The increased risk of developing PML while on Tysabri, which is highly successful at slowing disease progression, illustrates the need to balance the risks and benefits of any treatment. Australian researchers have found that MS patients are often prepared to take more risks than their doctors in terms of possible side-effects. This illustrates the importance of healthcare professionals listening to the priorities and views of their patients.
Now on to other treatments. The first treatment for MS, interferon-B, was developed and trialled in the late 1980s. A group of American researchers have tracked down participants in the original trials to see howthey had fared since then. The researchers found that those who received interferon-B were only half as likely to have died as those who received a placebo. It's not clear yet what accounts for this difference, as all the participants were likely to have been on other drugs subsequently. A very significant difference though, and one that needs to be investigated further.
There have been concerns about side-effects from the new oral treatment fingolimod (Gilenya), including a risk of lowered heart rate and a condition called AV block. An American study found that these effects were transient, and usually resolve within six hours without treatment. People should be screened for heart abnormalities before taking Gilenya, though, and carefully observed after the first dose.
Spanish researchers have found that Viagra dramatically reduces symptoms in animals with a condition similar to MS. They are hoping to begin clinical trials soon. I'll be interested to see the results. MS can cause sexual dysfunction, and many men with MS are prescribed Viagra. I've not heard of any of them having "miracle cures" from MS...
It's been found that less than half of people with MS are still consistently taking their disease-modifying drugs after 2 years, possibly because of side effects or people perceiving no benefit from them. What is needed, as we all know, is a cure. Excitingly, American and Chinese scientists have succeeded in making human stem cells convert into astrocytes, the cell type which promotes myelination. In my view, stem cell research is what will eventually provide a cure for MS, and this is a major step forward.

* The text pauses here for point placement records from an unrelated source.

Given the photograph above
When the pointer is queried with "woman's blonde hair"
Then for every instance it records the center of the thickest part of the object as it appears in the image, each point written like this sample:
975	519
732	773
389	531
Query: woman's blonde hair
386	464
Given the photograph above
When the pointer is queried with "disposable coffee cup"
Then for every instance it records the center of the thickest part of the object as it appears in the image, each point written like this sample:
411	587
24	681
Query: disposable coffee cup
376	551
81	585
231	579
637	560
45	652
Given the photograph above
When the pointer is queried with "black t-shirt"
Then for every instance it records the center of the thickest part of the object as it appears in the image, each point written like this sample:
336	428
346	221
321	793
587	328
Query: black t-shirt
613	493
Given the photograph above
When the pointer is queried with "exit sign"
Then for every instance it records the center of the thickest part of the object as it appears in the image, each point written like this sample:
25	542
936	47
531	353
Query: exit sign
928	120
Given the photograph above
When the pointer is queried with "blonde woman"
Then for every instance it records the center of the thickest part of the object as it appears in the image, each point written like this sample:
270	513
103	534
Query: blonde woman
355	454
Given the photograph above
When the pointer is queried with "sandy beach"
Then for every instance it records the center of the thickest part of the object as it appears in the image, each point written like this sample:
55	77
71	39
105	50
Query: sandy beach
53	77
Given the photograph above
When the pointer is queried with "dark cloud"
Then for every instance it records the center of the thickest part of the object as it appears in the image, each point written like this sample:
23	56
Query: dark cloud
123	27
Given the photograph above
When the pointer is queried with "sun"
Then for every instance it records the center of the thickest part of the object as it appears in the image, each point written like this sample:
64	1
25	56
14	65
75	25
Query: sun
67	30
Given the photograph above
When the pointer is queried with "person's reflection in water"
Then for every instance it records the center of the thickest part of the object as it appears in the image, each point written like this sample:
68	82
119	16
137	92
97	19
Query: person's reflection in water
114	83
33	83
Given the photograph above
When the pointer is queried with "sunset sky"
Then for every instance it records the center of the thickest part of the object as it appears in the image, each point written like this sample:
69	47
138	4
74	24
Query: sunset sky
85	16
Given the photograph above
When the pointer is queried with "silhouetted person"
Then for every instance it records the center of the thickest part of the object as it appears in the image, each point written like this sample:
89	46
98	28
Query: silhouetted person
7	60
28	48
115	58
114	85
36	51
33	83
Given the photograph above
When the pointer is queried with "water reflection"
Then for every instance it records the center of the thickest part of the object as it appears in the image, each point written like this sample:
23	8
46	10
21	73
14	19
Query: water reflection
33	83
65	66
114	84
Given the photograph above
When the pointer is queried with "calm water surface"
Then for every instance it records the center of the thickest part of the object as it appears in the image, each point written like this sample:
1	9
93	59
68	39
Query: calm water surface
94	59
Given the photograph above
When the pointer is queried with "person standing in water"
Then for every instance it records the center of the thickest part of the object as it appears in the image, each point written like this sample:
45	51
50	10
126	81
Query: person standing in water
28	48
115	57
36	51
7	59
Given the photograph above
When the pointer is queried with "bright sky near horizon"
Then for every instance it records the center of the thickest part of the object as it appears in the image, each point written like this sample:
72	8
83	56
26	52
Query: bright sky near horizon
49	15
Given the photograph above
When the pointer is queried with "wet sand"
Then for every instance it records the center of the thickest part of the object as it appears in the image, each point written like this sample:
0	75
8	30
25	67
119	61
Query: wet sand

Finally - and, I'm afraid, rather depressingly - some British research into the use of antidepressants in MS. Although treatment with antidepressants was always preferable to no treatment, there was no definite evidence that quality of life was improved as a result. Depression is a very common symptom of MS, and it's important that people feel they can get an effective treatment when it's needed. More research is needed to discover whether some anti-depressants are more helpful in MS than others.
So, it was another bumper bundle this month. Does the reporting of research results slow down in the summer? Let you know in July!